Execution Model¶
"Async" means three different things in this framework. They operate at different levels and solve different problems. Keeping them separate is key to understanding the concurrency model.
Three types of concurrency¶
| Type | Level | Problem it solves |
|---|---|---|
| Async steps | single step | Don't block the thread during I/O |
async_boundary |
across samples | Start the next sample before the current one finishes |
| Branch parallelism | within one sample | Run independent work simultaneously on the same data |
Each mechanism is independent. They compose freely — you can have async steps inside branches, behind an async_boundary, run with multiple workers.
Entry points: run() and run_async()¶
run() is a thin wrapper that calls asyncio.run(self.run_async(...)). Both accept the same parameters and return list[SampleResult].

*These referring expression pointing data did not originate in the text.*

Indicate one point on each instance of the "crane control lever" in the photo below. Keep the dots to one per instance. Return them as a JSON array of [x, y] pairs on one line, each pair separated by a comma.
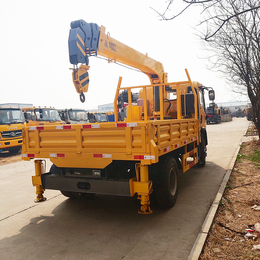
[[83, 42]]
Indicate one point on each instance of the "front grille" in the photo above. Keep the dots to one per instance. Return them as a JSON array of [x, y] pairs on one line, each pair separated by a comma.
[[11, 134]]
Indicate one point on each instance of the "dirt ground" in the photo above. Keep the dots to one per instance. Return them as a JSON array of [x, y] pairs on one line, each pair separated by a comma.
[[236, 227], [6, 157], [235, 232]]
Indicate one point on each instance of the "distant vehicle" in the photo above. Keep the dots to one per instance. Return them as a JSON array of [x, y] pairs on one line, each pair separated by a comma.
[[74, 116], [213, 115], [98, 117], [240, 113], [41, 116], [249, 114], [11, 124]]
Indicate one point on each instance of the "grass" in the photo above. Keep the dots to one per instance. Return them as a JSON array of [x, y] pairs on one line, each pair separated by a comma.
[[254, 157]]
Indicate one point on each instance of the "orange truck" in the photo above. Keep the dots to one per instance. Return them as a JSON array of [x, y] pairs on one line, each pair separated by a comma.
[[163, 135], [35, 116], [11, 125]]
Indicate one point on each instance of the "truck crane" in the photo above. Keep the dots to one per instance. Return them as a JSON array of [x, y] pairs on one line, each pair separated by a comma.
[[163, 134]]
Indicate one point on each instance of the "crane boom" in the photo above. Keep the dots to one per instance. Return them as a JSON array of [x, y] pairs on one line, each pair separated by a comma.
[[88, 39]]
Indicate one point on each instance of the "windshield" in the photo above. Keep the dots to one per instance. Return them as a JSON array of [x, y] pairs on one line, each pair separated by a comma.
[[78, 115], [101, 117], [11, 116], [47, 114]]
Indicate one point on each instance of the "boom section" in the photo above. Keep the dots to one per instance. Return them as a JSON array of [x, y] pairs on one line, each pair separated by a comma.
[[88, 39]]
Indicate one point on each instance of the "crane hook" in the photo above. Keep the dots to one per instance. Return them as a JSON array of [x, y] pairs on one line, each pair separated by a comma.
[[82, 97]]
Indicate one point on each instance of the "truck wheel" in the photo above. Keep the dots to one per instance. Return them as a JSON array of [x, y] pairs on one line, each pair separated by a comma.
[[166, 191], [69, 194], [202, 153], [76, 195]]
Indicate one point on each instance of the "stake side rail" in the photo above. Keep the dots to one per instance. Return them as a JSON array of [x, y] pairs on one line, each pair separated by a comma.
[[97, 145]]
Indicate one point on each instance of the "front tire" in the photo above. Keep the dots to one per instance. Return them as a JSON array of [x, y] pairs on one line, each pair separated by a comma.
[[166, 190]]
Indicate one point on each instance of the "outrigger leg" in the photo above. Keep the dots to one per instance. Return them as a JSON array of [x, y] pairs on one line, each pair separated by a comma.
[[144, 196], [36, 180]]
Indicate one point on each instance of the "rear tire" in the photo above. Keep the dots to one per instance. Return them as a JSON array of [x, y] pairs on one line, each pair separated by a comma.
[[202, 153], [166, 190]]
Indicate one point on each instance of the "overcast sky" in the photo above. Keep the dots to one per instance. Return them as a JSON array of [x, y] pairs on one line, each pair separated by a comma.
[[34, 54]]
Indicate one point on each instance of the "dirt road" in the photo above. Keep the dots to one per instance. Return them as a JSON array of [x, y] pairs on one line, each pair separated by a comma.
[[109, 227]]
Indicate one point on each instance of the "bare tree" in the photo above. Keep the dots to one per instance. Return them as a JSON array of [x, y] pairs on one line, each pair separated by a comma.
[[173, 10], [231, 30]]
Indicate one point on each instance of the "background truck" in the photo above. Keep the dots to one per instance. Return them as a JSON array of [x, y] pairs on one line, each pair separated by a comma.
[[213, 114], [11, 124], [35, 116], [98, 117], [163, 134], [73, 116]]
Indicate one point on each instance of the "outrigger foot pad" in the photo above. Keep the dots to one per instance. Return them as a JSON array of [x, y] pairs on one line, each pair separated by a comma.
[[145, 210], [40, 199]]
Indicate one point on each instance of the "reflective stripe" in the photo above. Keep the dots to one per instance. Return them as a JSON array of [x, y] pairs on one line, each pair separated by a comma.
[[100, 155], [166, 149], [144, 157], [57, 155], [91, 126], [30, 155], [126, 124], [36, 127], [64, 127]]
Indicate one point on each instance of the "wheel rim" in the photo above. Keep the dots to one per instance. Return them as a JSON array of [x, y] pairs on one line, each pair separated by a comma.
[[173, 182]]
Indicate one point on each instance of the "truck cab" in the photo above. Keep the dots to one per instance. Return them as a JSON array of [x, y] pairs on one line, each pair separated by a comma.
[[41, 116], [74, 116], [11, 124]]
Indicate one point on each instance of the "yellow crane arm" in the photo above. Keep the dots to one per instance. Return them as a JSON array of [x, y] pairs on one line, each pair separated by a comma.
[[88, 39]]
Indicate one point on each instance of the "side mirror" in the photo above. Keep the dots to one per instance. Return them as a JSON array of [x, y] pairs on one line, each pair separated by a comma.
[[212, 105], [211, 95]]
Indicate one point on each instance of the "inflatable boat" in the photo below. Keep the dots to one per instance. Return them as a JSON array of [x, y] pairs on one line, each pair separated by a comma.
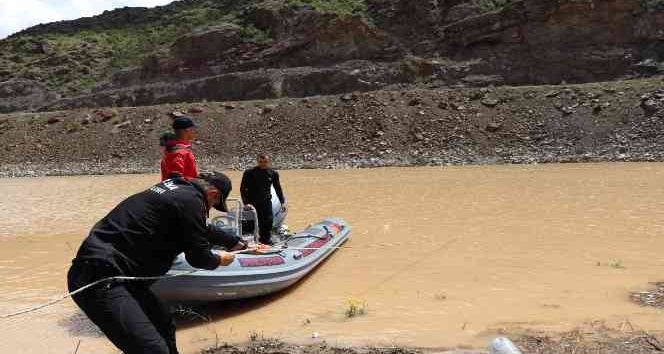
[[254, 274]]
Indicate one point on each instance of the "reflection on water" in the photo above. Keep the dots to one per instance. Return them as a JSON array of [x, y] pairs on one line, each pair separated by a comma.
[[441, 256]]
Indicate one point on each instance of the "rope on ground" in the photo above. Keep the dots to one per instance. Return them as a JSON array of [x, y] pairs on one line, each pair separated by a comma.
[[86, 287]]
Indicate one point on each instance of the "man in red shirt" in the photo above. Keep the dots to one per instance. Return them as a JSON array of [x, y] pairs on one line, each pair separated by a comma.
[[179, 160]]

Workers: sample-level parallelism¶
The workers parameter on run() / run_async() controls how many samples are processed through foreground steps simultaneously:
import time
from pipeline import Pipeline, StepContext
class SlowStep:
requires = frozenset()
provides = frozenset({"result"})
def __call__(self, ctx: StepContext) -> StepContext:
time.sleep(0.1) # Simulate expensive work
return ctx.replace(
metadata=MappingProxyType({**ctx.metadata, "result": "done"})
)
pipe = Pipeline().then(SlowStep())
samples = [StepContext(sample=f"s{i}") for i in range(6)]

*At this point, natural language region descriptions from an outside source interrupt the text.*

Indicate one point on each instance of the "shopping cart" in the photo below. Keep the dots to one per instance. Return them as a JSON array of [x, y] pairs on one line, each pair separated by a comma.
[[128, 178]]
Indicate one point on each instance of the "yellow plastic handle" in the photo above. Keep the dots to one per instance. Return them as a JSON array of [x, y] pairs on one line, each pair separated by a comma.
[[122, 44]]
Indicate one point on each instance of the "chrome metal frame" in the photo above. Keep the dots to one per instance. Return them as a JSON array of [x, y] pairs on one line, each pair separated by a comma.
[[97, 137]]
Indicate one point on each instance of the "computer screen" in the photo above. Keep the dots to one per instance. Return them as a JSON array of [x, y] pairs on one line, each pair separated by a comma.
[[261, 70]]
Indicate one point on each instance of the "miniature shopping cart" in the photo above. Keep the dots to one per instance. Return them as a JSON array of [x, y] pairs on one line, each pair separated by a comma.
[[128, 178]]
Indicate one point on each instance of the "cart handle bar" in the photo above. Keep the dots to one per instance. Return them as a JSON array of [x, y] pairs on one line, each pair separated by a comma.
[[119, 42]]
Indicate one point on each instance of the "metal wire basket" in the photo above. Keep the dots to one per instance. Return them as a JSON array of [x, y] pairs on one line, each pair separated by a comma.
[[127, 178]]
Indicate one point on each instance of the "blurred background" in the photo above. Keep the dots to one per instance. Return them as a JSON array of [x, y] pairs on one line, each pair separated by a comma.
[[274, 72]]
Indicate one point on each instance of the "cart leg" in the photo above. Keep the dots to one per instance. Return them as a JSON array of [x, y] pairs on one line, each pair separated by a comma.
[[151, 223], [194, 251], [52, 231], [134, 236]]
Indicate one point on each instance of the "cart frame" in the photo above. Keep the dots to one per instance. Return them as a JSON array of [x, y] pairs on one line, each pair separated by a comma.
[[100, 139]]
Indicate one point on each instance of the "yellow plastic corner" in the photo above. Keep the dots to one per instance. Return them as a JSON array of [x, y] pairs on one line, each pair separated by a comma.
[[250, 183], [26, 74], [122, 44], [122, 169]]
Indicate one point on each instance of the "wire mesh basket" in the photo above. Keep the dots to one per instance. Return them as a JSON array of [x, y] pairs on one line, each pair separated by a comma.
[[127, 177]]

# Sequential: 6 × 0.1s ≈ 0.6s
results = pipe.run(samples, workers=1)
# Parallel: 0.1s (all 6 run at once)
results = pipe.run(samples, workers=6)
Under the hood, workers creates an asyncio.Semaphore — at most N samples flow through the foreground steps at any given time.

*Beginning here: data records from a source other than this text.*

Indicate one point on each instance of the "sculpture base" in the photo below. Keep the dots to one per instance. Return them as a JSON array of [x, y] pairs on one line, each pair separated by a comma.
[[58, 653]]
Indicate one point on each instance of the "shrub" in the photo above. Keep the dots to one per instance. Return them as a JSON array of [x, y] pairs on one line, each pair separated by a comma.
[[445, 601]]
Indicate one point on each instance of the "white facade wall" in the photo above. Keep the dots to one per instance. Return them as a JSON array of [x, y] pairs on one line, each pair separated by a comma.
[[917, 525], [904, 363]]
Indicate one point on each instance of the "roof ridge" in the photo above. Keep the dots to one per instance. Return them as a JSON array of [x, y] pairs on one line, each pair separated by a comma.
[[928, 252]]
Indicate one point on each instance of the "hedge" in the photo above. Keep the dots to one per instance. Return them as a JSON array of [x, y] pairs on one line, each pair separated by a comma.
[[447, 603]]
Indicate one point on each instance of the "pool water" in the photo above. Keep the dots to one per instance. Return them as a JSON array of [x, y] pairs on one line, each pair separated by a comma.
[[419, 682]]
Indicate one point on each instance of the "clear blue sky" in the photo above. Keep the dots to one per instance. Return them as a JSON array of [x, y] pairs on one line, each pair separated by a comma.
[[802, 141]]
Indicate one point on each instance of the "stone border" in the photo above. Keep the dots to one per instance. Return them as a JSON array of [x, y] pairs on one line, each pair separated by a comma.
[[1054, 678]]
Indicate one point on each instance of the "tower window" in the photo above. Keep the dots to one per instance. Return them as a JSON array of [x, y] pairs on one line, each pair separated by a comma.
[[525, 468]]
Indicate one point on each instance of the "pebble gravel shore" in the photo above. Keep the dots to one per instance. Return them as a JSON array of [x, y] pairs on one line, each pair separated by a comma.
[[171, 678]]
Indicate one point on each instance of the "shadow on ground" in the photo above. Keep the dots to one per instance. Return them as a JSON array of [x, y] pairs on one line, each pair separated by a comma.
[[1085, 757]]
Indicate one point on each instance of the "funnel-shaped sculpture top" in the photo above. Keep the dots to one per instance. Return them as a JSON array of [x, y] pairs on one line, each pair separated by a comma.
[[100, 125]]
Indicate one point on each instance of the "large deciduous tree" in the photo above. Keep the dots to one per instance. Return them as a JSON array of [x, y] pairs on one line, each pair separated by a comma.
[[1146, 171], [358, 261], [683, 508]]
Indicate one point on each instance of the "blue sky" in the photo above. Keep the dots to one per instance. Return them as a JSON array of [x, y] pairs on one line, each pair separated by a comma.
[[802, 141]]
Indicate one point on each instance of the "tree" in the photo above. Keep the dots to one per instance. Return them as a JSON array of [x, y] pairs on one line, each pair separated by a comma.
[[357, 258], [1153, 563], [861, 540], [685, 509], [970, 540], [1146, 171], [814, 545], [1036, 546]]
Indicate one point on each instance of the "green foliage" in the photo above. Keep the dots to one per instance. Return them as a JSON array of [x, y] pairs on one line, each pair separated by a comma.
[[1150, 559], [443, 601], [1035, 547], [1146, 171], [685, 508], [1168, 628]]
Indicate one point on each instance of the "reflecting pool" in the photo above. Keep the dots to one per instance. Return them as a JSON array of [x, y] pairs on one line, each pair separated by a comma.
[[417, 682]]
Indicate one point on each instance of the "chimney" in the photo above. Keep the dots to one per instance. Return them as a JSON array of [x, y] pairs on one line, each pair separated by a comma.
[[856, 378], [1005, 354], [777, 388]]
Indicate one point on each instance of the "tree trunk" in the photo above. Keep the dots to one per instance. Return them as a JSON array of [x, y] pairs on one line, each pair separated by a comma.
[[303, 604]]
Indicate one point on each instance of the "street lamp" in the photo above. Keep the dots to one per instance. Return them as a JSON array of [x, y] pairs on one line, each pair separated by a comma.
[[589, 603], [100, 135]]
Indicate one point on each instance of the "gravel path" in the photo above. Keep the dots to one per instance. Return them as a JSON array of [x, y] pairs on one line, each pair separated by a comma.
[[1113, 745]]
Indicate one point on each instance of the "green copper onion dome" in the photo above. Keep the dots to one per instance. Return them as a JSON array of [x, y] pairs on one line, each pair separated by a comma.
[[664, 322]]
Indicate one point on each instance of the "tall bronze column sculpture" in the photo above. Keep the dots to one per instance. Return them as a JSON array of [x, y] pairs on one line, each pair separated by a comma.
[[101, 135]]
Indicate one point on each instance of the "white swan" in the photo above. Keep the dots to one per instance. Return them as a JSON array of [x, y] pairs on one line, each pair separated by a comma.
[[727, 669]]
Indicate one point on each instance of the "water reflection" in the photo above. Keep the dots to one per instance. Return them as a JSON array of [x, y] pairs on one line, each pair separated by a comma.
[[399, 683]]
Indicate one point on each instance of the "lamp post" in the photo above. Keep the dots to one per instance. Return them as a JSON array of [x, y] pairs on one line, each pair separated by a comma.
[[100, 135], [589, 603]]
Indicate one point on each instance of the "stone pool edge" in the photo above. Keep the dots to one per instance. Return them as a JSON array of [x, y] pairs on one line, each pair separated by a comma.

Async steps — non-blocking I/O¶
A step that makes network calls (HTTP requests, API calls, subprocess) can be defined as a coroutine to avoid blocking the thread:
class FetchStep:
requires = frozenset()
provides = frozenset({"response"})
async def __call__(self, ctx: StepContext) -> StepContext:
async with aiohttp.ClientSession() as session:
response = await session.get(ctx.sample) # yields the thread
return ctx.replace(
metadata=MappingProxyType({**ctx.metadata, "response": response})
)
The pipeline detects async steps automatically via asyncio.iscoroutinefunction and awaits them. Sync steps are wrapped with asyncio.to_thread() so they're safe in an async context too.
Note
Async steps are about not blocking the thread, not about parallelism. The pipeline is still sequential — it just yields the thread during I/O waits.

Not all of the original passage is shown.